The isotopic substitutions that can occur in this reaction are for carbon, oxygen, and/or hydrogen, though currently only a significant isotope effect is seen for carbon isotope substitution. Isotopes are atoms that have the same number of protons but varying numbers of neutrons. "Lighter" isotopes (like the stable carbon-12 isotope) have a smaller overall mass, and "heavier" isotopes (like the stable carbon-13 isotope or radioactive carbon-14 isotope) have a larger overall mass. Stable isotope geochemistry is concerned with how varying chemical and physical processes preferentially enrich or deplete stable isotopes. Enzymes like RuBisCO cause isotopic fractionation because molecules containing lighter isotopes have higher zero-point energies (ZPE), the lowest possible quantum energy state for a given molecular arrangement. For this reaction, ^{13}CO_{2} has a lower ZPE than ^{12}CO_{2} and sits lower in the potential energy well of the reactants. When enzymes catalyze chemical reactions, the lighter isotope is preferentially selected because it has a lower activation energy and is thus more energetically favorable to overcome the high potential-energy transition state and proceed through the reaction. Here, ^{12}CO_{2} has a lower activation energy so more ^{12}CO_{2} than ^{13}CO_{2} goes through the reaction, resulting in the product (3 PGA) being lighter.

== Ecological trade-offs influence isotope effects ==
The observed intrinsic KIEs of RuBisCO have been correlated with two aspects of its enzyme kinetics: 1) Its "specificity" for CO_{2} over O_{2}, and 2) Its rate of carboxylation.

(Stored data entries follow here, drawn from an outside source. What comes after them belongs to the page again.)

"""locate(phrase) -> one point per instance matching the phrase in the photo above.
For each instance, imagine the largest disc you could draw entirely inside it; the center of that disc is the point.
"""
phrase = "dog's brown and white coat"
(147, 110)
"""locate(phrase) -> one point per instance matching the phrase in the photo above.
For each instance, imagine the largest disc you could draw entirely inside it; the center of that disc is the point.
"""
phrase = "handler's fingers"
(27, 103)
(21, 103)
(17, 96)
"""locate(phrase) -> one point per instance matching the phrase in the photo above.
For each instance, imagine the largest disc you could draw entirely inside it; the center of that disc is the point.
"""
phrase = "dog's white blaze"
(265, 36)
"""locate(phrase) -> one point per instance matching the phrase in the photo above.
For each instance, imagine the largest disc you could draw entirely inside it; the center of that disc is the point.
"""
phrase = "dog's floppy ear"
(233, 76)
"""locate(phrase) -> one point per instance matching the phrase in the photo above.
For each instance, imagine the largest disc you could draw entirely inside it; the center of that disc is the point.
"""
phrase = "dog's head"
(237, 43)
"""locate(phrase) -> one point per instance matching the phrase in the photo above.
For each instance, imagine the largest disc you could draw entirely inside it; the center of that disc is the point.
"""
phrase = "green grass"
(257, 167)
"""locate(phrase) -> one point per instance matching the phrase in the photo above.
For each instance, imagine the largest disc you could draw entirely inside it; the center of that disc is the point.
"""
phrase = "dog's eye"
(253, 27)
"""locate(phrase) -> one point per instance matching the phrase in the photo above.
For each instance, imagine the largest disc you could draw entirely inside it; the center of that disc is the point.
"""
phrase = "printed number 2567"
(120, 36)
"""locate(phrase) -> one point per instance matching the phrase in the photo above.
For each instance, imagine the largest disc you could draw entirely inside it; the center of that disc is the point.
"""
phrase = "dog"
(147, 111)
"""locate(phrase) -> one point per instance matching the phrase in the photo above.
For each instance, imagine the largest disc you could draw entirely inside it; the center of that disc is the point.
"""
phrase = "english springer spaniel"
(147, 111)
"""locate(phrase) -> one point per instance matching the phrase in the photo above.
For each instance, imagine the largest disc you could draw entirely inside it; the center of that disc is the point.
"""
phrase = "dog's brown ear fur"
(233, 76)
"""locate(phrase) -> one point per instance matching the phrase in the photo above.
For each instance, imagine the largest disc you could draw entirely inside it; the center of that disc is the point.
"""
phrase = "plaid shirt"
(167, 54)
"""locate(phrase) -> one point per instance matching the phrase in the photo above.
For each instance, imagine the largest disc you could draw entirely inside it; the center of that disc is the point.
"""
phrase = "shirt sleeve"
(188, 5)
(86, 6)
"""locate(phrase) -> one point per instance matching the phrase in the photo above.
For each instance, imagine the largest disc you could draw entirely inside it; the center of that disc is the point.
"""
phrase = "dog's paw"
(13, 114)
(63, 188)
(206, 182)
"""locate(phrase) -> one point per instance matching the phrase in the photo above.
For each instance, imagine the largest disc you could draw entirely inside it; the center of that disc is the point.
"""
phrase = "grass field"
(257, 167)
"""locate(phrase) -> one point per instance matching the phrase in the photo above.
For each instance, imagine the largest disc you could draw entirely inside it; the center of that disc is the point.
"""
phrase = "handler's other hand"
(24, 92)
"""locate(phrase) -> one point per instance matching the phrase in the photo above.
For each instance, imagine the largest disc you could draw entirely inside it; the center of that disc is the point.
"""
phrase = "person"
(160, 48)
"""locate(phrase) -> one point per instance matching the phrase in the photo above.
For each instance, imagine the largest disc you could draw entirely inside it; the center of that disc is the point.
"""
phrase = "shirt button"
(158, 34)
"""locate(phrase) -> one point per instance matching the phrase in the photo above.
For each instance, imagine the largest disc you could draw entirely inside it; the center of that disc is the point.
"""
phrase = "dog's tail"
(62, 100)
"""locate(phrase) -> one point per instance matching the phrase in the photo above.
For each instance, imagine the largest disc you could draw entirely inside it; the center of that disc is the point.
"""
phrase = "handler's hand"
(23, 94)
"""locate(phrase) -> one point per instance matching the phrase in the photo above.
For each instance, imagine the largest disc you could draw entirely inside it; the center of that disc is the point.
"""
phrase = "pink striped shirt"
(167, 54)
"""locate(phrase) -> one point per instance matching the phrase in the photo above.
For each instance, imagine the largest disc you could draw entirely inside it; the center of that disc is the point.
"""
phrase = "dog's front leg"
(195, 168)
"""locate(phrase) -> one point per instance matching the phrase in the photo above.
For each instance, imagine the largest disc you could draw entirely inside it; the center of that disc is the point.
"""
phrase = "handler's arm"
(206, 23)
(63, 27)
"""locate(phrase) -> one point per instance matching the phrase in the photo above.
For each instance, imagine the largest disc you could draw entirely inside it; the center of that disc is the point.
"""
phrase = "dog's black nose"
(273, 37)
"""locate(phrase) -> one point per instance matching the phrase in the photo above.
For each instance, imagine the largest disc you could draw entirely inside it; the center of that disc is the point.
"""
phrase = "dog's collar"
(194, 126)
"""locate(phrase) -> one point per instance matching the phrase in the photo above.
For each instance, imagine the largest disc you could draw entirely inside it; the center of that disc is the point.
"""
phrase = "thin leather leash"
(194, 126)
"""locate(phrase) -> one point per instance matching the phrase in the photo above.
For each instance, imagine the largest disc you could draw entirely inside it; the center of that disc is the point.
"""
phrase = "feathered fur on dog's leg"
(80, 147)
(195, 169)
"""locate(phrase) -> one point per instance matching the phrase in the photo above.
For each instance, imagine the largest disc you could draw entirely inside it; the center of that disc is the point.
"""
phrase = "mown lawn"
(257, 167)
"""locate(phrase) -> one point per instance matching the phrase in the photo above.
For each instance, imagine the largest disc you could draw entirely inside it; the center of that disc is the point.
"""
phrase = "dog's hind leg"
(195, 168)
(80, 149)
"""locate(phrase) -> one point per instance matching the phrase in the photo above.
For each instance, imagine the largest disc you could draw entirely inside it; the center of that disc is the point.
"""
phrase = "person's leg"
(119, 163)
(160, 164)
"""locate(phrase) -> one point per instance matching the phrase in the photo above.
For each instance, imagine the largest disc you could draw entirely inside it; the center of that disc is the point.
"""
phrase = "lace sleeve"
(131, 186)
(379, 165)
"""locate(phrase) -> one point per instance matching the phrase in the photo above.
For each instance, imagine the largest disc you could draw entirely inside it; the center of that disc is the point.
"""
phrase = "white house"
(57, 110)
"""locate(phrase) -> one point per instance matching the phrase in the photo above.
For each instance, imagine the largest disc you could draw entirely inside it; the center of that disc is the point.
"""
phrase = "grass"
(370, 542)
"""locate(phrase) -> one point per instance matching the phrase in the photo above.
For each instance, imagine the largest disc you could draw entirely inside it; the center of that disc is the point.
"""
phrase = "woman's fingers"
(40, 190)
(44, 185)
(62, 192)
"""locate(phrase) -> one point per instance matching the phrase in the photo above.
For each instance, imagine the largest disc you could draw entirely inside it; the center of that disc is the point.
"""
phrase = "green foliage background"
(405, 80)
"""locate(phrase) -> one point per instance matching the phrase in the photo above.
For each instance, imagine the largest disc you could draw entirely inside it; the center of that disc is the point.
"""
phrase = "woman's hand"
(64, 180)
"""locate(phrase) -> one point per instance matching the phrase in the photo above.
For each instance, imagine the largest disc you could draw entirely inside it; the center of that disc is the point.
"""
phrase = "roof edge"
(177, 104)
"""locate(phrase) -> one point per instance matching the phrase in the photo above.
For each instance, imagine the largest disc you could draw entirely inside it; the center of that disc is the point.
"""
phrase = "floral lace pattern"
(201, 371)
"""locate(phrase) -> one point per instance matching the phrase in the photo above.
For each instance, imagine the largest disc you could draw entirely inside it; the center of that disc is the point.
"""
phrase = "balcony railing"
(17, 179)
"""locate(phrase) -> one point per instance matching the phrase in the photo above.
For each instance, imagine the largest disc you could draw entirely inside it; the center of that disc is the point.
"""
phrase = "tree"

=== Specificity (S_{C/O}) ===
The reactive enodiolate species is also sensitive to oxygen (O_{2}), which results in the dual carboxylase / oxygenase activity of RuBisCO. This reaction is considered wasteful as it produces products (3-phosphoglycerate and 2-phosphoglycolate) that must be catabolized through photorespiration. This process requires energy and is a missed-opportunity for CO_{2} fixation, which results in the net loss of carbon fixation efficiency for the organism. The dual carboxylase / oxygenase activity of RuBisCO is exacerbated by the fact that O_{2} and CO_{2} are small, relatively indistinguishable molecules that can bind only weakly, if at all, in Michaelis-Menten complexes. There are four forms of RuBisCO (Form I, II, III, and IV), with Form I being the most abundantly used form. Form I is used extensively by higher plants, eukaryotic algae, cyanobacteria, and Pseudomonadota (formerly proteobacteria). Form II is also used but much less widespread, and can be found in some species of Pseudomonadota and in dinoflagellates. RuBisCOs from different photosynthetic organisms display varying abilities to distinguish between CO_{2} and O_{2}. This property can be quantified and is termed "specificity" (S_{c/o}). A higher value of S_{c/o} means that a RuBisCO's carboxylase activity is greater than its oxygenase activity.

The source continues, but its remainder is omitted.